I love to read, and I love to blog, but I don't review every book I read on my blog. It would be far too much work to do so, and would detract from my love of reading (and writing). I don't post as often as I did in the earlier years of my blog. Sometimes, often, I just want to read, for my own private pleasure or enrichment. Reading is often a private act, after all.

Carole 3/1/19, 7:20 PM  

I started a pinterest page called Carole's Book Journal - I pin reviews about books I've read but don't want to post about for a variety of reasons. I put a very short description of my reaction to the book in the title. So far it is working well. Cheers fro Carole's chatter

Emma at Words And Peace / France Book Tours 3/1/19, 9:55 PM  

you could also just comment about them super shortly on your goodreads list, or start another blog. personally, I have another blog, https://myrtleskete.com where I post reviews and excerpts of Christian Orthodox books, because I want to keep these excerpts and for some who might be interested. Obviously, for most readers, this is not the same crowd as people following my wordsandpeace blog.
Book blogging for almost 9 years as not affected what I want to read or not

Greg 3/2/19, 12:24 AM  

I think that's a pretty good solution actually. I've found myself in the last year or so deciding that some books I'm NOT going to review, if I don't feel like it. It seemed weird at first haha- we get so used to thinking we have to review everything- but now I kinda like it. :)

I think your solution makes a lot of sense though- you get to share a little bit about the read without feeling pressured to do the whole review shebang.

Brona 3/2/19, 5:28 AM  

I wax and wan over this issue too Beth. A few years ago I realised that the main reason I keep my blog is to have a record of my reading journey. Sometimes I enjoy researching and writing lengthy posts about certain books, other times I have little to say...so those books sit by laptop on the table making me feel guilty every time I log on.

So well done for doing something about this.

Mel u 3/3/19, 6:43 AM  

I have thought about this issue also. After nearly ten years of blogging I sometimes decline reading a book because I don't think many of my readers would be interested in it. I post on a lot of short stories and I try to mostly post on books that can be read online. I regularly check on Netgalley and Edelweiss for review books. Right now I have about 2500 unread review books on my E Reader.

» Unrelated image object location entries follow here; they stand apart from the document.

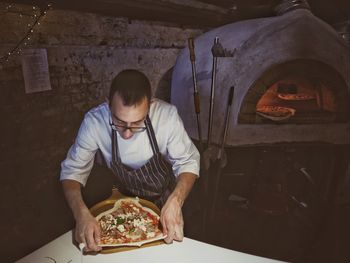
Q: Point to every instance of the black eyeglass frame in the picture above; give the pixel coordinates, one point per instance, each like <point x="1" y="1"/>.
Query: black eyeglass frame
<point x="123" y="128"/>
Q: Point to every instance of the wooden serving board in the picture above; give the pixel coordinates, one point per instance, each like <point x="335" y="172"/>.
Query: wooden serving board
<point x="108" y="204"/>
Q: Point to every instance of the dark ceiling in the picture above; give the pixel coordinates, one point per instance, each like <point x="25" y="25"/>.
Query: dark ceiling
<point x="196" y="13"/>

Over all having a blog has been a super positive thing for me.

Jeane 3/3/19, 7:51 PM  

I would love to hear about the book Wild Comfort. I like outdoorsy books; I read a lot of books about nature, gardening and wildlife. But you're right- most other readers don't, so I find my blog doesn't get many comments- I think I just lack readership because my reading tastes are not popular. Oh well. I blog for me.

(Diane) bookchickdi 3/11/19, 12:19 PM  

I really got a lot out of this blog post. I tend to struggle the most when trying to review a book I am passionate about. I feel that my words cannot possibly do justice to great books I have read.